Paper was ripped into small pieces, pens were shared, a wastebasket was emptied and passed around, and one by one, people put their names in. Almost all the slips of paper had been added when Matt stepped forward.

Ethan regarded the boy with deep respect. “That’s very brave of you, Matt,” he said. “But you can’t—”

“Not me. My dad. It has to be my dad.”

No one knew what to say at first, but quickly, murmured variations of refusal went around the room: No. Steve’s given enough. He physically can’t. Matt, you’ve given enough. You two need to be together now.

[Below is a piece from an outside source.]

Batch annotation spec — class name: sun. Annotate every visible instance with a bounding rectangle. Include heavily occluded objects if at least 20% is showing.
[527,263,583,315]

All the while, Matt and Steve just looked at each other.

After all they’d been through, they needed to make it right, together, with what little time Steve had left. They needed time. To fix the fishing pole. To be together. To set things right for Matt’s future, to resolve what had already passed. But here now, in the present, in all there really was, father and son communicated without saying a word. They both understood.

“I’m the reason he’s not volunteering and I’m the reason you’re not asking him to,” Matt said. “No one else should die if they don’t have to. My dad can do that. My dad can make sure that doesn’t happen.”

Everyone in the room was stunned. They looked to Steve, not knowing what to say, taking their cues from him. The father’s eyes brimmed with sadness and regret, but he beamed with pride. Steve held his chin up.

“When you hug your children tonight, know that it is because of him,” he said with a nod to Matt. “My son. The bravest, most selfless person I know.”

It was decided. Steve would open the sluice gate.